Atomic Weights of Gaseous Elements

Author: John Hutchinson

Now that we can count atoms and molecules to determine molecular formulae, we need to determine relative atomic weights for all atoms. We can then use these to determine molecular formulae for any compound from the mass ratios of the elements in the compound.

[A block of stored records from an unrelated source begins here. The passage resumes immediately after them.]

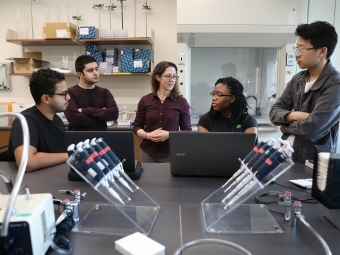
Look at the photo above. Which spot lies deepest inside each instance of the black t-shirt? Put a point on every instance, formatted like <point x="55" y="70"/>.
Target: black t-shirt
<point x="218" y="123"/>
<point x="45" y="135"/>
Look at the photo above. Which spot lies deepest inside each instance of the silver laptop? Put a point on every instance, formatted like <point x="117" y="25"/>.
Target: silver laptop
<point x="208" y="154"/>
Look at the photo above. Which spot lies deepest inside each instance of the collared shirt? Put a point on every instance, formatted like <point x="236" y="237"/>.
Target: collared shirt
<point x="172" y="115"/>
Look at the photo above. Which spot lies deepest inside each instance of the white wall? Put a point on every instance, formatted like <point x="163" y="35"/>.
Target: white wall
<point x="126" y="90"/>
<point x="325" y="10"/>
<point x="240" y="12"/>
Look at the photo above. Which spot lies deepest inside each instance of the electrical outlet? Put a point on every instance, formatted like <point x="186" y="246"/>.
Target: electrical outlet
<point x="181" y="59"/>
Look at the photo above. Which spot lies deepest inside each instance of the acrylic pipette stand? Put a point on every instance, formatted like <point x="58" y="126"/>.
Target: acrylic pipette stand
<point x="223" y="214"/>
<point x="135" y="211"/>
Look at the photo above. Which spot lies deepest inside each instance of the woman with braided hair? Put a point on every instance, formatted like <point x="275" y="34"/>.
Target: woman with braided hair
<point x="229" y="109"/>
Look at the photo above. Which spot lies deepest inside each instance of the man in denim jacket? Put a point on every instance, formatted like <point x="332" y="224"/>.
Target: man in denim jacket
<point x="309" y="107"/>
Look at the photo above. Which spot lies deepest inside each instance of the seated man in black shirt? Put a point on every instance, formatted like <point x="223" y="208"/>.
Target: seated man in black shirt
<point x="46" y="129"/>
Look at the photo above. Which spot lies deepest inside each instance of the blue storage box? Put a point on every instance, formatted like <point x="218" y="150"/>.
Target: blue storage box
<point x="90" y="47"/>
<point x="98" y="56"/>
<point x="127" y="59"/>
<point x="111" y="55"/>
<point x="88" y="32"/>
<point x="142" y="58"/>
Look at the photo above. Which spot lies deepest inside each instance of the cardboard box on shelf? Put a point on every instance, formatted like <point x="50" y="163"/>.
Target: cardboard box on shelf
<point x="6" y="107"/>
<point x="26" y="65"/>
<point x="59" y="30"/>
<point x="35" y="55"/>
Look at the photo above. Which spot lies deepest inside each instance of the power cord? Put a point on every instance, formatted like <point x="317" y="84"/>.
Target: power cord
<point x="291" y="188"/>
<point x="60" y="243"/>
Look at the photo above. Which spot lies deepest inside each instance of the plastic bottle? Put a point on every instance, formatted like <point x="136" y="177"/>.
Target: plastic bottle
<point x="125" y="114"/>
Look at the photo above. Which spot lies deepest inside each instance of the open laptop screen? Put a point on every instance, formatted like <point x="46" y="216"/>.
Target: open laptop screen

We begin by examining data on reactions involving the Law of Combining Volumes. Going back to the nitrogen oxide data given here, we recall that there are three compounds formed from nitrogen and oxygen. Now we measure the volumes which combine in forming each. We find that 2 liters of oxide B can be decomposed into 1 liter of nitrogen and 1 liter of oxygen. From the reasoning above, then a nitrogen particle must contain an even number of nitrogen atoms. We assume for now that nitrogen is N₂. We have already concluded that oxygen is O₂. Therefore, the molecular formula for oxide B is NO, and we call it nitric oxide. Since we have already determined that the oxygen to nitrogen mass ratio is 1.14 : 1, then, if we assign oxygen a mass of 16, as above, nitrogen has a mass of 14 (that is 16/1.14 =14). 2 liters of oxide A is formed from 2 liters of oxygen and 1 liter of nitrogen. Therefore, oxide A is NO₂, which we call nitrogen dioxide. Note that we predict an oxygen to nitrogen mass ratio of 32/14 = 2.28:1, in agreement with the data. Oxide C is N₂O, called nitrous oxide, and predicted to have a mass ratio of 16/28 = 0.57:1, again in agreement with the data. We have now resolved the ambiguity in the molecular formulae.

What if nitrogen were actually N₄? Then the first oxide would be N₂O, the second would be N₂O₂, and the third would be N₄O. Furthermore, the mass of a nitrogen atom would be 7. Why don't we assume this? Simply because in doing so, we will always find that the minimum relative mass of nitrogen in any molecule is 14. Although this might be two nitrogen atoms, there is no reason to believe that it is. Therefore, a single nitrogen atom weighs 14, and nitrogen gas particles are N₂.